Он не мог возражать или жаловаться, ведь он сам добивался, чтобы ее доставили ему на дом, прямо как китайскую еду из кафе «Мамочка Чарли» — остатки еды покоились в красном мусорном ведре под раковиной из нержавейки. Раковине в любом случае не грозило заржаветь, потому что он почти не готовил в своей новой кухне, ступенькой соединенной с узким пространством гостиной-спальни-кабинета квартиры, которая пусть и была ему не по карману, но, по сути, стала первым безраздельно принадлежащим ему жильем с тех пор, как он покинул родительский дом. Два предыдущих обиталища ему приходилось делить с соседями: одно — с девушкой, с которой спал, другое — с приятелем. Он взглянул на угрюмого Бернарда, надеясь получить какой-нибудь намек, потому что, да, хоть он и сам выбрал ее из меню своего друга, однако никак не ожидал, что блюдо окажется настолько острым.
Расписывая необычайные достоинства Маргарет, Бернард делал это, как всегда, настолько туманно, что мог свести собеседника с ума. В своем тщательно продуманном описании он умудрился не упомянуть ни о потрясающих ярко-голубых глазах, способных соперничать с глазами Элизабет Тейлор, ни о гладкой молочно-белой, усыпанной веснушками коже. Как-никак, Бернард был гетеросексуалом, поэтому мог бы и отметить, что у нее безупречно пропорциональные ноги, что она худая, но отнюдь не плоская. Кроме того, как успел заметить Энрике за те несколько секунд, пока он разрешил себе ее разглядывать, в том, как раскинулись эти стройные и в то же время округлые бедра, читался вызов настолько ошеломляющий, что невозможно было не потерять голову, — словом, видит бог, Энрике заслуживал, чтобы его хоть как-то предупредили заранее.

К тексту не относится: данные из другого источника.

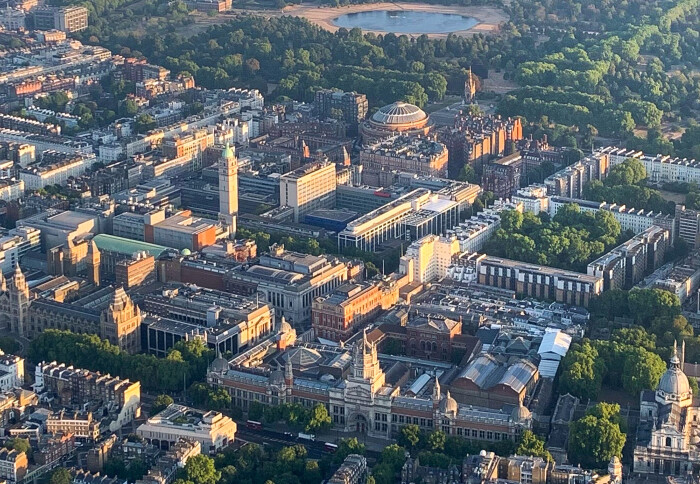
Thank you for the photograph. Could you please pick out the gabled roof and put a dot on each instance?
(555, 342)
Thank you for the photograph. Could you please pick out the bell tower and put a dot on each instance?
(228, 189)
(19, 303)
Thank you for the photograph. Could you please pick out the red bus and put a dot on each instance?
(252, 424)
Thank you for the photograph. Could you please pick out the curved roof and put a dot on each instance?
(449, 404)
(219, 364)
(120, 245)
(399, 113)
(674, 382)
(520, 413)
(302, 357)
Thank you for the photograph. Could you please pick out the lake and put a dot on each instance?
(406, 21)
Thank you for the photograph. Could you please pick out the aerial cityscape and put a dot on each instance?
(349, 242)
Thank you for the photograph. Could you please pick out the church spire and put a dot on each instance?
(436, 389)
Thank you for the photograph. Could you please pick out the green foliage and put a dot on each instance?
(597, 437)
(8, 345)
(200, 469)
(530, 444)
(569, 241)
(625, 185)
(160, 403)
(215, 398)
(319, 418)
(436, 441)
(409, 436)
(19, 444)
(90, 352)
(61, 476)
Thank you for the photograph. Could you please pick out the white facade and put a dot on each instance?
(15, 245)
(431, 256)
(56, 174)
(212, 430)
(12, 18)
(228, 189)
(11, 189)
(11, 372)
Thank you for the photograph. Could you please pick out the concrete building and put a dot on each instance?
(361, 394)
(74, 388)
(290, 281)
(182, 231)
(402, 153)
(228, 190)
(56, 173)
(212, 430)
(394, 119)
(109, 313)
(308, 188)
(15, 245)
(628, 263)
(666, 443)
(569, 181)
(65, 19)
(429, 257)
(138, 270)
(502, 176)
(540, 282)
(12, 18)
(11, 372)
(338, 315)
(353, 470)
(351, 105)
(13, 465)
(475, 139)
(11, 189)
(410, 216)
(227, 322)
(81, 424)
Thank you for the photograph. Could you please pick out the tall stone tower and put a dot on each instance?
(228, 189)
(469, 88)
(120, 322)
(93, 263)
(19, 303)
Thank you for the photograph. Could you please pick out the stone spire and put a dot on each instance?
(436, 390)
(288, 372)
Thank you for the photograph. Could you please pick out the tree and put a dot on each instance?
(436, 440)
(144, 122)
(532, 445)
(200, 469)
(319, 418)
(20, 445)
(61, 476)
(467, 174)
(642, 370)
(160, 403)
(597, 437)
(409, 436)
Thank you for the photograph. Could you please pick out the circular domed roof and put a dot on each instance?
(219, 364)
(399, 113)
(449, 404)
(674, 385)
(277, 377)
(302, 357)
(520, 413)
(285, 327)
(674, 382)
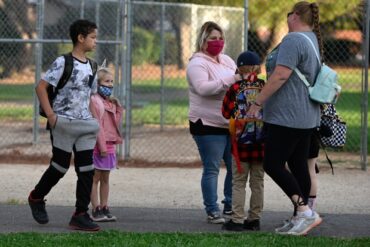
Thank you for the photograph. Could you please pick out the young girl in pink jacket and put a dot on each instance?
(108, 111)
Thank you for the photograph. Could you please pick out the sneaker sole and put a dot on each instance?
(221, 221)
(305, 232)
(77, 228)
(42, 222)
(99, 219)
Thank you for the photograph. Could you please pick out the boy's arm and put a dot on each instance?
(41, 91)
(228, 103)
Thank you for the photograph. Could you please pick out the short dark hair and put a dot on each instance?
(83, 27)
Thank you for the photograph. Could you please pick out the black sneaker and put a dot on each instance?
(38, 210)
(232, 226)
(83, 222)
(215, 218)
(109, 217)
(253, 225)
(227, 213)
(97, 215)
(227, 209)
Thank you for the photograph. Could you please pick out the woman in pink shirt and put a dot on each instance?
(210, 74)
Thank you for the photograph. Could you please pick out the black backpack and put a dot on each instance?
(67, 72)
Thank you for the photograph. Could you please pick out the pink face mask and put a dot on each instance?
(214, 47)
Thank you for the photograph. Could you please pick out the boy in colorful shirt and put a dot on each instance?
(247, 144)
(72, 127)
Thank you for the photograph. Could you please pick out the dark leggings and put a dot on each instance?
(288, 145)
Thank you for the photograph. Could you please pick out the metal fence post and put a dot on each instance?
(38, 62)
(126, 73)
(162, 49)
(82, 9)
(117, 77)
(97, 21)
(365, 89)
(246, 7)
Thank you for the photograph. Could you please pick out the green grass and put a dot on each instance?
(116, 238)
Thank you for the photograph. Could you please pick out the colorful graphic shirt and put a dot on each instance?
(72, 101)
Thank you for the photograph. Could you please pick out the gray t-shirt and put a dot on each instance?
(291, 106)
(72, 101)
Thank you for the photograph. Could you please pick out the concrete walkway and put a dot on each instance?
(169, 200)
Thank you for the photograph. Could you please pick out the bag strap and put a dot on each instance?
(318, 137)
(300, 75)
(313, 46)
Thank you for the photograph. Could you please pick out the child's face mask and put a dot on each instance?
(214, 47)
(105, 91)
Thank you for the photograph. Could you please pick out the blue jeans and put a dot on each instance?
(213, 149)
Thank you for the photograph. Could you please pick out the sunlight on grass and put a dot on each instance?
(116, 238)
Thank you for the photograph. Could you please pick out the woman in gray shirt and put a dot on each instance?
(290, 116)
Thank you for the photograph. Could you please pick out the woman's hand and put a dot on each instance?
(253, 111)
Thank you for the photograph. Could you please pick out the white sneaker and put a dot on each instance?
(303, 224)
(287, 225)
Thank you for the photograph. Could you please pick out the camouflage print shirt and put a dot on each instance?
(72, 101)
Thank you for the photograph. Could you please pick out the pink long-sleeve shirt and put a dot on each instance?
(208, 82)
(109, 117)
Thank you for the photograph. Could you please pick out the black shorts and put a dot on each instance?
(314, 146)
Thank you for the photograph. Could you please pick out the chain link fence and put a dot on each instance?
(147, 45)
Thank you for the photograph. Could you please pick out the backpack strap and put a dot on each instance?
(94, 68)
(67, 72)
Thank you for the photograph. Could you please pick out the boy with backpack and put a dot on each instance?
(247, 144)
(72, 126)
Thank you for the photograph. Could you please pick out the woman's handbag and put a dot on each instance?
(332, 129)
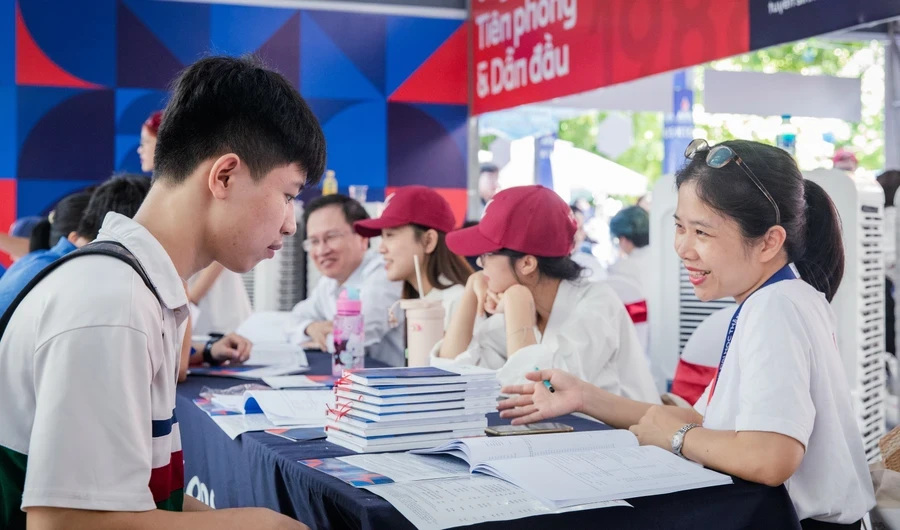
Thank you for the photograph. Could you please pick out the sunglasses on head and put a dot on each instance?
(719, 156)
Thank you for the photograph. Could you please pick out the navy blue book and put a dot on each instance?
(425, 375)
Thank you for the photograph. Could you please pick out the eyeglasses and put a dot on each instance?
(329, 240)
(719, 156)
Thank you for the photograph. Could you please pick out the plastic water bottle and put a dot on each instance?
(349, 333)
(329, 184)
(787, 136)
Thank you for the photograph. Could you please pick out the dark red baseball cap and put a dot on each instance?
(529, 219)
(419, 205)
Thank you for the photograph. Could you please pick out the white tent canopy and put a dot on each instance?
(573, 169)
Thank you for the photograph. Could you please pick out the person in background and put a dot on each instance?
(845, 160)
(471, 260)
(39, 239)
(582, 254)
(345, 260)
(631, 227)
(124, 195)
(779, 410)
(544, 314)
(98, 351)
(415, 222)
(66, 238)
(488, 186)
(645, 202)
(17, 242)
(218, 296)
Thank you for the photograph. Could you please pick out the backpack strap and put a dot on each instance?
(112, 249)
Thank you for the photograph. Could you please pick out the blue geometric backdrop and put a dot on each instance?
(77, 80)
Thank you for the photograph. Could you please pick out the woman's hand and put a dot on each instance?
(535, 402)
(660, 424)
(232, 348)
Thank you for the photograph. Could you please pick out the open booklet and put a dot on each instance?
(569, 469)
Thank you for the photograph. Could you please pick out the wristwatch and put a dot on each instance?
(678, 439)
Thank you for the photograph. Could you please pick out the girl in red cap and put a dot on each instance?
(779, 410)
(544, 314)
(415, 222)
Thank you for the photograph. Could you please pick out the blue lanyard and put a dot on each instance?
(785, 273)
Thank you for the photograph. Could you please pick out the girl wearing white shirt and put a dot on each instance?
(779, 410)
(415, 222)
(544, 314)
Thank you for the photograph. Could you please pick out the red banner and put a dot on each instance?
(528, 51)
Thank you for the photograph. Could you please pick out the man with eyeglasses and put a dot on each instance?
(344, 260)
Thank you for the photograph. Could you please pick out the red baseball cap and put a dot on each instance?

Энрике вынудил Бернарда предъявить Маргарет во время одного из их поздних завтраков в «Гомеровской кофейне», когда Бернард принялся в очередной раз рассказывать о своей замечательной приятельнице из Корнелльского университета, неподражаемой Маргарет Коэн, но ни за что не соглашался их познакомить. (Маргарет Коэн, сетовал Энрике, что же это за еврейская семья, где дочь называют Маргарет? Подобная жалоба оказалась бы куда более уместной, если бы исходила от кого угодно, только не от человека по имени Энрике Сабас — он сам был наполовину евреем, за что стоило сказать спасибо его ашкеназской маме.) Бернард говорил, что опасается смешивать друзей из разных «гетто» своей жизни.
— Почему? — спросил Энрике.
Бернард отделался пожатием плеч и лаконичным «я невротик».
— Чушь, — заявил Энрике. — Ты просто не хочешь выложить все свои обожаемые идеи за одним званым обедом.
— Званым обедом?
— О’кей, за кастрюлей с чили. Короче, встречаясь с друзьями по очереди, ты можешь семь раз повторить одну и ту же мысль.